Patients with advanced cancer often experience a range of symptoms and needs while undergoing treatment. Palliative care services aim to address these needs and improve quality of life by preventing and relieving physical, emotional, social, and spiritual suffering.
Palliative care is a specialized type of medical care provided by a team of doctors, nurses, and other professionals who work together with the oncology team. The focus of palliative care is to improve comfort and well-being by treating symptoms such as pain, fatigue, or shortness of breath, and by supporting patients and their families as they cope with the challenges of serious illness. Research has shown that when palliative care is introduced early, patients may experience better symptom control, improved mood and quality of life, and family members may feel less distressed.

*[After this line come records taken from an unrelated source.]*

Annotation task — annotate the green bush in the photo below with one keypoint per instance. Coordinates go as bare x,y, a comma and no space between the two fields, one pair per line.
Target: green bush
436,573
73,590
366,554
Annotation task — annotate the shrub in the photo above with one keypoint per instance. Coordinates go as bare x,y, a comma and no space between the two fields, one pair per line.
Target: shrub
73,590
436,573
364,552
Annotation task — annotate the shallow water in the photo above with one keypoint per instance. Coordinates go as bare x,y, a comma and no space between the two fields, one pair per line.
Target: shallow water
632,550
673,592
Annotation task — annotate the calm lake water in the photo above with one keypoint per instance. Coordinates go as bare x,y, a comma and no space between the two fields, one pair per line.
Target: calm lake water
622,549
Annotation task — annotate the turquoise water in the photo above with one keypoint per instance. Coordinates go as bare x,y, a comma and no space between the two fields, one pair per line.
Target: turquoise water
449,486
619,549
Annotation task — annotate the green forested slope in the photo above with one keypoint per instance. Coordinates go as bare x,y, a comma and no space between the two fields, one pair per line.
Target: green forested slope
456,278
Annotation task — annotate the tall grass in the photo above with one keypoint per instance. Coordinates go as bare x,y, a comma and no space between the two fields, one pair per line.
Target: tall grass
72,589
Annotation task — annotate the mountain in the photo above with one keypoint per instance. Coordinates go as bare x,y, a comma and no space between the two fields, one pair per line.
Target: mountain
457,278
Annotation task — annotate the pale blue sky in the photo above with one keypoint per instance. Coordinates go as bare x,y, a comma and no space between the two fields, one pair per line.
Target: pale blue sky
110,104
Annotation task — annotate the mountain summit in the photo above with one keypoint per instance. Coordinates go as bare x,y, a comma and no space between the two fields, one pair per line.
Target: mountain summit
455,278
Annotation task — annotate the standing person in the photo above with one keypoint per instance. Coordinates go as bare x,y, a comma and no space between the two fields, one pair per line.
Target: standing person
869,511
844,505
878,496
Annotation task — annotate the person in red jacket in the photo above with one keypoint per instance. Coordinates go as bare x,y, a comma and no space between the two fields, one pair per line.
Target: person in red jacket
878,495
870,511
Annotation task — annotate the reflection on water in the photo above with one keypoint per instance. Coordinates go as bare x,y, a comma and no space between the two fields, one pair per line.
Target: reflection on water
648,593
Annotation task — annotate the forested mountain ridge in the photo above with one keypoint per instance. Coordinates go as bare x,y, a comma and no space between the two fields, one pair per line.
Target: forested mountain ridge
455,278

Despite these benefits, many patients do not receive timely palliative care because it can be difficult to identify those with unmet needs, and there are not enough specialists available to meet demand.
This study will test a structured approach that uses electronic patient-reported outcomes (ePROs) to support timely referral to palliative care services. Participants in the intervention arm will receive palliative care education from a trained study coordinator, complete weekly ePRO symptom monitoring surveys, and complete monthly ePRO surveys focused on broader palliative care needs. Severe or persistent symptoms reported through these surveys will trigger an alert to the oncology team with a recommendation for palliative care referral. In addition, participants will be offered navigation support to connect with palliative care services.
Participants in the control arm will be offered weekly ePRO symptom monitoring surveys with instructions on how to contact their oncology team for symptom management. Referral to palliative care occurs according to usual clinical practice.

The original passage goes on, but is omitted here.